Gold-backed ETFs added another 122 tons of gold globally in August and total holdings are nearing all-time highs.
Total told ETF gold holdings have reached 2,733 tons. That’s just 52 tons away from the all-time high reached in 2012 when the price of gold was 9% higher, according to the most recent data released by the World Gold Council.
Over the last three months, ETFs globally have increased gold holdings by 13%.
Funds in every region saw net increases in gold holdings in August.
North America funds led August’s flows, adding 78 tons. The region has now surpassed Europe with the biggest increase in gold holdings this year.
European-listed funds brought in 33 tons of gold last month. Funds based in the UK led the way as the pound continued to weaken and uncertainty swirled around Brexit. Germany auctioned the first-ever 30-year negative nominal-yielding bond. According to the WGC, this highlights the impact that low interest rates are having on the price of gold, improving its opportunity cost of holding as its price in euros reached all-time highs.
Funds in Asia reversed year-to-date outflows, adding 9 tons of gold in August. Chinese funds led the way. According to the WGC, average daily gold trading volume on the Shanghai Futures Exchange (SHFE) increased to over US$20 billion. That was well above the year-to-date average of $8 billion and the 2018 average of $3 billion.
Gold is now at all-time highs in every major G10 currency except the US dollar and Swiss franc, and it’s nearly at an all-time high in Chinese yuan.
Globally, gold-backed funds have added a net 292 tons of gold this year. This despite outflows of metal in February, April and early May.
Inflows of gold into ETFs are significant in their effect on the world gold market, pushing overall demand higher. Gold demand was up 8% through the first half of 2019. The World Gold Council listed inflows of metal into gold-backed funds as one of the factors driving demand higher.

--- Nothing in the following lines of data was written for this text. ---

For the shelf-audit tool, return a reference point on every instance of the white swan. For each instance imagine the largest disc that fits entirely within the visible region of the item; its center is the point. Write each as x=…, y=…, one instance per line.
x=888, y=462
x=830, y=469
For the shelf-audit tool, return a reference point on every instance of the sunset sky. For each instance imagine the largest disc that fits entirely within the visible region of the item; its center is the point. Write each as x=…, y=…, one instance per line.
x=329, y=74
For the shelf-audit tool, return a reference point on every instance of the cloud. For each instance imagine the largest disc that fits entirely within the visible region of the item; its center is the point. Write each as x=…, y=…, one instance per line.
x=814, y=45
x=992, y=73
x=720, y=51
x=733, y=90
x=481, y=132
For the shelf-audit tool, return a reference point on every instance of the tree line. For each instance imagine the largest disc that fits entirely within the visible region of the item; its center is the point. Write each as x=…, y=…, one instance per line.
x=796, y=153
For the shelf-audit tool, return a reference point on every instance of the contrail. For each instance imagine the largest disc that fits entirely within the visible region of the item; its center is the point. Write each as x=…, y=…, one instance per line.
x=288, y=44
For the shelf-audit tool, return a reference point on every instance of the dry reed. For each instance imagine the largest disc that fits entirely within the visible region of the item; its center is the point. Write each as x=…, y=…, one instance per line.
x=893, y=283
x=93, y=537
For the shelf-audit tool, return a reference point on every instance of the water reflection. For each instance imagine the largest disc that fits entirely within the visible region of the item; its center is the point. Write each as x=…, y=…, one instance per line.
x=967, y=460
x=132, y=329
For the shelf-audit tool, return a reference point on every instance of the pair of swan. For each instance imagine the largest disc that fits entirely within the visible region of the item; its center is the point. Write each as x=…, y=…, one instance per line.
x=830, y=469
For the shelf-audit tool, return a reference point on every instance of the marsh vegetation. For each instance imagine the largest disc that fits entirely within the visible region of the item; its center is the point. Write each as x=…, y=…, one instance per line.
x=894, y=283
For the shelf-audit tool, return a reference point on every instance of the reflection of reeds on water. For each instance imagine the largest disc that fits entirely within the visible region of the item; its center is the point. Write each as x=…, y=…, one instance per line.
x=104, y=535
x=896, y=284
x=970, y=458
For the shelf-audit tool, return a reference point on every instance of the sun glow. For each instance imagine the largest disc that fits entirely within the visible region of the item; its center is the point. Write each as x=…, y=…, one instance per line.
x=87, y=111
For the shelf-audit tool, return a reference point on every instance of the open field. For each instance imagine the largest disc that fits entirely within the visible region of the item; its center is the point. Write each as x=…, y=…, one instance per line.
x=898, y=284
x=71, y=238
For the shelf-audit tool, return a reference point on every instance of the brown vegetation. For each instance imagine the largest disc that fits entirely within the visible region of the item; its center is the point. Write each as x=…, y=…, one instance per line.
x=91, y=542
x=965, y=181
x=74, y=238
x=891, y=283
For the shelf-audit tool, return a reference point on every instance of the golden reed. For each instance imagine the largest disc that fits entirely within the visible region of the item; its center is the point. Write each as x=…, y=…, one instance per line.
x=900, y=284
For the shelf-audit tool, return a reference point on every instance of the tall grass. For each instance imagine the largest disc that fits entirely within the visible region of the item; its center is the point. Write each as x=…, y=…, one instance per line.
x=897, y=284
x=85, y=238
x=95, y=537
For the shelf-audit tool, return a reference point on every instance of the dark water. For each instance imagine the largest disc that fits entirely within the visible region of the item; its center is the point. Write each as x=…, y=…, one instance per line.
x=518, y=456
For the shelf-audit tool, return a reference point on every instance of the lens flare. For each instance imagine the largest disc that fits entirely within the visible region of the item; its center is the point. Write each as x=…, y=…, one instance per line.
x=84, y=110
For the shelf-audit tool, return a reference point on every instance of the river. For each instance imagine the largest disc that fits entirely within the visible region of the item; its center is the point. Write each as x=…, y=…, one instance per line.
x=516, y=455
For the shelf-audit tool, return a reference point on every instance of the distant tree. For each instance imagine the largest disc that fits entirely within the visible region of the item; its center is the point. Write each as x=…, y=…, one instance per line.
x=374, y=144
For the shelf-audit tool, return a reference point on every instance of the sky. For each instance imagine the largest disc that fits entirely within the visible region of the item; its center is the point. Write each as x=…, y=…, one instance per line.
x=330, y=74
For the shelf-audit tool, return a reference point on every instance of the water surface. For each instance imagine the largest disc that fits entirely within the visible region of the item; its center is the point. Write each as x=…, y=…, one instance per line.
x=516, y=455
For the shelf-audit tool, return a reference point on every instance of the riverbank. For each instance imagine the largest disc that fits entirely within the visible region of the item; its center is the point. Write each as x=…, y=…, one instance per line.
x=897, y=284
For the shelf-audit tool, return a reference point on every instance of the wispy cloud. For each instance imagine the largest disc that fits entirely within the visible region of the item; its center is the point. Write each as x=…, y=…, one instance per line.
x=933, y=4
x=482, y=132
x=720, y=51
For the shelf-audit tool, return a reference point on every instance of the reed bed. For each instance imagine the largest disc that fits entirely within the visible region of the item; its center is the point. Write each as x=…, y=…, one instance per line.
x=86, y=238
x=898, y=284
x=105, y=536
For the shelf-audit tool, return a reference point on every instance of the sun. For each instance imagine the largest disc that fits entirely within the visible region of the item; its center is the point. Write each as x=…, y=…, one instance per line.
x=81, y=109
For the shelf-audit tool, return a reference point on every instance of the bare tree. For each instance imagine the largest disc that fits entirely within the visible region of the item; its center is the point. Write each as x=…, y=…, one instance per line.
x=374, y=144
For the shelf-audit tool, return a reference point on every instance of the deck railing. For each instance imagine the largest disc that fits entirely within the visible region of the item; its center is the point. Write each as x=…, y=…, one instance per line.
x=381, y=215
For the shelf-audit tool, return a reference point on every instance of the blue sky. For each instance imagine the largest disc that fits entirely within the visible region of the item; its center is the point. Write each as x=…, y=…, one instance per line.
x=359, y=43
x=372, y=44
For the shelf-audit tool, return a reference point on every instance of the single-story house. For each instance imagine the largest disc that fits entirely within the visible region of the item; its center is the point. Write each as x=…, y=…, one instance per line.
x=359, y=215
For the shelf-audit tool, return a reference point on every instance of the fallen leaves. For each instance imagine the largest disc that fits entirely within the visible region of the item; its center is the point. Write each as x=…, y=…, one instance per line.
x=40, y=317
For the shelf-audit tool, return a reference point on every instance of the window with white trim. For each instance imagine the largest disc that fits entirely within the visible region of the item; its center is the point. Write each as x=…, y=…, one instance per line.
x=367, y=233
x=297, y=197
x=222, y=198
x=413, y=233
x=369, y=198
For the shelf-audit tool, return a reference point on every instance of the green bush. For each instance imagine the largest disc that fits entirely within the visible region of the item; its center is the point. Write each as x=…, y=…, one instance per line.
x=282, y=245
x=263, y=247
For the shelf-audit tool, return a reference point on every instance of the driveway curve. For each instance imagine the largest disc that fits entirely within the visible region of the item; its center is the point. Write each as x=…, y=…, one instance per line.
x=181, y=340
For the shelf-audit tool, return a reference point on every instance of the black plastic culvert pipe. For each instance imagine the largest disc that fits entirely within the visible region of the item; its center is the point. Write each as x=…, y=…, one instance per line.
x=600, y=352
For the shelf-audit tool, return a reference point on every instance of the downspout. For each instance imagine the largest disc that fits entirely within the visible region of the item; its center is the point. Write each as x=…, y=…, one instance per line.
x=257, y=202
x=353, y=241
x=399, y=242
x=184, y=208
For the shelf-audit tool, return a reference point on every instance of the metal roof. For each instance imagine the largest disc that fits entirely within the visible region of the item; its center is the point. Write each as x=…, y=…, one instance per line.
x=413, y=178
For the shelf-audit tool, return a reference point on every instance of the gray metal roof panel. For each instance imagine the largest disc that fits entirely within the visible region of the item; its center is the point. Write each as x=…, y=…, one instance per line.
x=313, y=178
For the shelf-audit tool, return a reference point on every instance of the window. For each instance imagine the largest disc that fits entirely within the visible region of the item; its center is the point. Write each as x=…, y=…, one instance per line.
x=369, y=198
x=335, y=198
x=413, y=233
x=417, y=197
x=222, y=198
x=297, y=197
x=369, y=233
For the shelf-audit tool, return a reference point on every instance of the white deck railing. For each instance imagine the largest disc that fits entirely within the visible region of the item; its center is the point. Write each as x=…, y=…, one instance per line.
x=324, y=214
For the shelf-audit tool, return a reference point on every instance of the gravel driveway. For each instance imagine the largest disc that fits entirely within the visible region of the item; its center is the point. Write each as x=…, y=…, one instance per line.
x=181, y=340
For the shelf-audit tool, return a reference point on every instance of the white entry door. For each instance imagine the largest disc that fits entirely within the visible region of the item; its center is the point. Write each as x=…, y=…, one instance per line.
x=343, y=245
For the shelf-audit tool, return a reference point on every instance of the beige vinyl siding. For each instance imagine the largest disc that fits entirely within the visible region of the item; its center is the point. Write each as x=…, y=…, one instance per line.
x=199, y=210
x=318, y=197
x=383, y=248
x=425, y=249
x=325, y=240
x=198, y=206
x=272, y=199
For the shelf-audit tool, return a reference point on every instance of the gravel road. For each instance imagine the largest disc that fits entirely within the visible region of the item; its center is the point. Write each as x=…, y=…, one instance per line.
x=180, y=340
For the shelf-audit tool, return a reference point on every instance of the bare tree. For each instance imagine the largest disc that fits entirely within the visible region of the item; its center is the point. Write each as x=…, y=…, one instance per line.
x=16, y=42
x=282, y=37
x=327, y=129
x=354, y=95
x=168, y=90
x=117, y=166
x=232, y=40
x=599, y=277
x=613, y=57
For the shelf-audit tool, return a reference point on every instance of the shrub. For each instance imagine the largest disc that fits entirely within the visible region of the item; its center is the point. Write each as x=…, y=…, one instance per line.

ETFs are backed by physical gold held by the issuer and are traded on the market like stocks. They allow investors to play gold without having to buy full ounces of gold at spot price. Since their purchase is just a number in a computer, they can trade their investment into another stock or cash pretty much whenever they want, even multiple times on the same day. Many speculative investors appreciate this liquidity.
There are good reasons to invest in ETFs, but they aren’t a substitute for owning physical metal. In an overall investment strategy, SchiffGold recommends buying gold bullion first.
When considering gold-backed ETFs, you should always keep in mind that you don’t actually own the gold. Buying the most common ETFs does not entitle you to any actual amount of the precious metal.